The topographic front of the high Himalaya is markedly linear over an along-strike distance of 400 km despite marked lateral changes in the locations and traces of mapped structures and variations in lithology. To evaluate the lateral continuity of mapped structures, fault geometry and kinematics and the resulting topographic evolution we constructed three cross sections across an along-strike distance of 150 km. We evaluated these cross sections by their ability to replicate mapped surface geology and measured thermochronometric dates. We used the best fit kinematics and geometry of two of these cross sections centered along the Marsyangdi and Budhi Gandaki rivers as inputs into landscape evolution models (using CASCADE) to assess if the proposed geometry and associated kinematics can reproduce the observed topography and geomorphic metrics such as relief, normalized river steepness index (Ksn), and locations and magnitude of short term (ka) erosion rates. Topography is created by uplift over subsurface ramps, horizontal translation of this previous uplifted topography and uplift at both frontal and out-of-sequence (OOS) surface breaking faults.
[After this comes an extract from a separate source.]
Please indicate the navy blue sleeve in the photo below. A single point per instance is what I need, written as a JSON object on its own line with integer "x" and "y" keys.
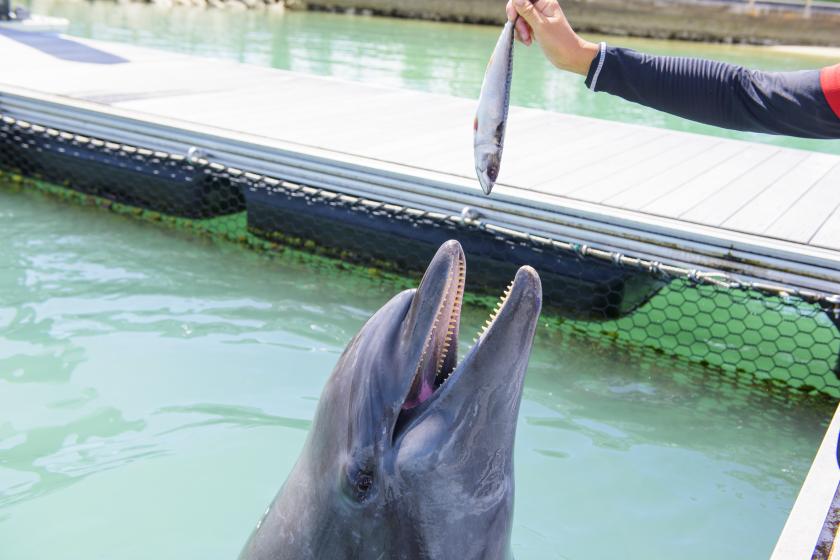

The experiments confirm that displacement along major Himalayan faults control the first-order topography of the orogen observed today. However, long-lived activity on the Main Boundary Thrust (MBT) at the southern edge of the Himalayas inhibited river incision to the north. Marked changes in the width of the orogen to the MBT while it was active, and the number of thrusts that repeat the Siwalk section between the MBT and Main Frontal Thrust (MFT), alters the age and magnitude of river incision between the two sections. These experiments emphasize the importance of OOS and forward propagating faults to facilitate the northward propagation of incision due to temporary inactivity of the Main Boundary Thrust. They also highlight the significance of OOS faulting in promoting the documented increase in high Himalayan topography and relief at PT2. Difference in geometry (location of the MBT) and kinematics (when and where the MBT is reactivated) between these two sections may control the location of where major river systems (such as the Trishuli, Marsyangdi and Seti Gandaki) merge and form the Narayani River, and the ability of the Narayani to breach the zone of MBT uplift.